In today’s evolving healthcare environment, endocrinologists must go beyond excellent clinical care and ensure their billing practices are just as precise. Whether you’re managing thyroid disorders, chronic diabetes, or hormone therapies, accurate coding, proper documentation, and staying informed about payer rules are key to getting reimbursed on time and in full. By mastering these billing essentials, your practice can minimize denials, improve cash flow, and focus more on patient care.

Need expert help optimizing your endocrinology billing process?

MaxRemind can help you stay compliant, increase reimbursements, and reduce administrative headaches. Get in touch with us today for a free billing review or consultation.
FAQs
What CPT codes are used for diabetes management visits?

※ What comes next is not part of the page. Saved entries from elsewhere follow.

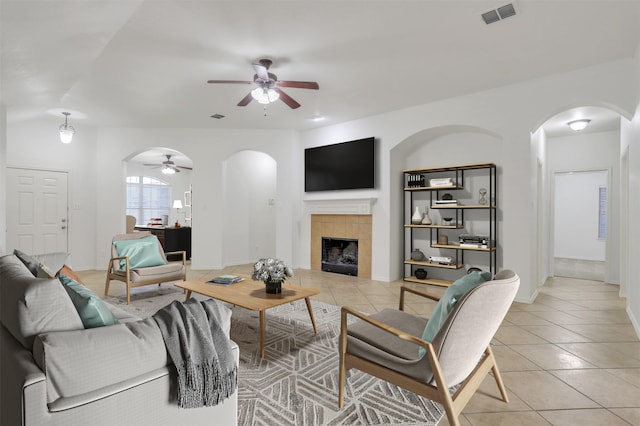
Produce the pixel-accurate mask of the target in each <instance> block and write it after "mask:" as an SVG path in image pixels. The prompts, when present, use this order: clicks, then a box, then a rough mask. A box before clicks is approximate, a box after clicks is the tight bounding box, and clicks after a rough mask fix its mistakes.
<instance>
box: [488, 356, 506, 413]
mask: <svg viewBox="0 0 640 426" xmlns="http://www.w3.org/2000/svg"><path fill="white" fill-rule="evenodd" d="M487 352H488V354H489V356H491V358H493V367H491V371H492V372H493V378H494V379H495V380H496V384H497V385H498V389H499V390H500V395H502V400H503V401H504V402H509V396H508V395H507V389H506V388H505V387H504V382H503V381H502V376H501V375H500V370H499V369H498V364H496V359H495V357H494V356H493V351H492V350H491V348H487Z"/></svg>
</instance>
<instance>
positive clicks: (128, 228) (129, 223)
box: [125, 214, 136, 234]
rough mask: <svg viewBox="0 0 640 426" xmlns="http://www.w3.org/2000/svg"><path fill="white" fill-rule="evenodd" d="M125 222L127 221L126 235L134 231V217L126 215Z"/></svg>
mask: <svg viewBox="0 0 640 426" xmlns="http://www.w3.org/2000/svg"><path fill="white" fill-rule="evenodd" d="M126 221H127V223H126V230H125V232H126V233H127V234H132V233H133V232H134V231H135V229H136V217H135V216H132V215H130V214H128V215H127V216H126Z"/></svg>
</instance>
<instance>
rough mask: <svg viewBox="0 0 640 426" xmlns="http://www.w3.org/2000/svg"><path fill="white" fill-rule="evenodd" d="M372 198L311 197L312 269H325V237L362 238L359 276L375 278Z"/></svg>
mask: <svg viewBox="0 0 640 426" xmlns="http://www.w3.org/2000/svg"><path fill="white" fill-rule="evenodd" d="M372 201H373V200H372V199H368V198H367V199H361V200H360V199H359V200H317V201H307V202H306V207H307V213H308V214H309V215H310V220H311V238H310V243H311V250H310V251H311V259H310V261H311V262H310V263H311V269H312V270H314V271H320V270H321V269H322V237H330V238H351V239H356V240H358V277H361V278H371V250H372V249H371V233H372V231H371V203H372Z"/></svg>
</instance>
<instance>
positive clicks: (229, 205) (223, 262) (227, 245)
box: [220, 151, 277, 266]
mask: <svg viewBox="0 0 640 426" xmlns="http://www.w3.org/2000/svg"><path fill="white" fill-rule="evenodd" d="M222 174H223V188H224V189H223V200H221V203H220V205H221V207H222V208H223V211H224V213H223V226H222V240H223V245H222V247H223V248H224V249H223V259H222V263H223V265H224V266H229V265H240V264H245V263H253V262H255V261H256V260H258V259H260V258H263V257H275V255H276V191H277V162H276V160H275V159H274V158H273V157H271V156H269V155H267V154H265V153H262V152H258V151H240V152H237V153H235V154H233V155H232V156H230V157H229V158H228V159H226V160H225V161H224V162H223V166H222Z"/></svg>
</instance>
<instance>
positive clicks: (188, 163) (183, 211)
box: [122, 147, 193, 226]
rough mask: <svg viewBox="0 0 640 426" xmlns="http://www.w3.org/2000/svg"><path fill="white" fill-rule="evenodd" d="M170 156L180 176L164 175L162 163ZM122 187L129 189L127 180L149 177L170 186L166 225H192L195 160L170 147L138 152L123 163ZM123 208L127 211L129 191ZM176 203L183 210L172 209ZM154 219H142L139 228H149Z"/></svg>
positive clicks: (128, 157) (184, 154) (140, 220)
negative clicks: (175, 203) (148, 226)
mask: <svg viewBox="0 0 640 426" xmlns="http://www.w3.org/2000/svg"><path fill="white" fill-rule="evenodd" d="M167 155H170V156H171V160H172V161H174V163H175V164H176V165H177V166H180V167H178V170H179V171H178V172H176V173H174V174H165V173H163V172H162V168H163V167H162V165H163V164H162V163H163V162H164V161H167V157H166V156H167ZM122 161H123V162H122V164H123V185H125V186H126V177H127V176H148V177H152V178H154V179H157V180H160V181H162V182H165V183H167V185H169V186H170V198H169V212H168V218H167V223H166V225H170V226H171V225H174V224H175V223H179V224H180V225H181V226H191V225H192V220H191V217H192V212H191V206H190V204H191V202H190V196H189V195H188V193H190V192H191V177H192V169H191V166H192V164H193V162H192V160H191V159H190V158H189V157H188V156H187V155H186V154H184V153H182V152H180V151H177V150H175V149H173V148H168V147H147V148H144V149H139V150H136V151H134V152H132V153H130V154H129V155H127V156H126V157H124V158H123V160H122ZM124 194H125V195H124V196H125V199H124V200H123V206H124V209H125V210H126V203H127V200H126V188H125V191H124ZM176 200H179V201H181V203H182V205H183V207H182V208H179V209H176V208H173V205H174V202H175V201H176ZM150 223H151V218H150V217H149V218H141V220H139V221H138V223H137V224H138V225H148V224H150Z"/></svg>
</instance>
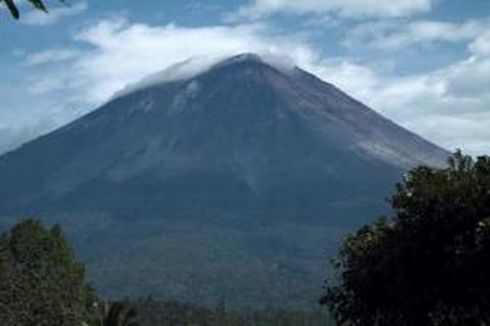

Codes 99213 and 99214 are used for standard follow-up visits depending on the complexity. If you are managing CGM or insulin pump settings, codes 95250 and 95251 may also apply.

Can endocrinologists bill for chronic care management?

Yes, if the patient has two or more chronic conditions, you can use CPT codes like 99490 and 99487. Just ensure you document consent, time spent, and care coordination activities.

What ICD-10 codes are commonly used for thyroid disorders?

Some frequently used codes include E03.9 for unspecified hypothyroidism, E05.00 for thyrotoxicosis without crisis, and E04.1 for a nontoxic single thyroid nodule.

Is hormone replacement therapy covered by insurance?

Yes, but only if it is medically necessary. Treatments for testicular failure or menopausal symptoms are typically covered, while anti-aging or performance-enhancing hormone therapies are not.

How do I bill for endocrinology telehealth visits?

You can use standard E/M codes with modifier 95 for real-time video consults. For online patient interactions, use time-based codes 99421 to 99423 and ensure detailed documentation of time and clinical input.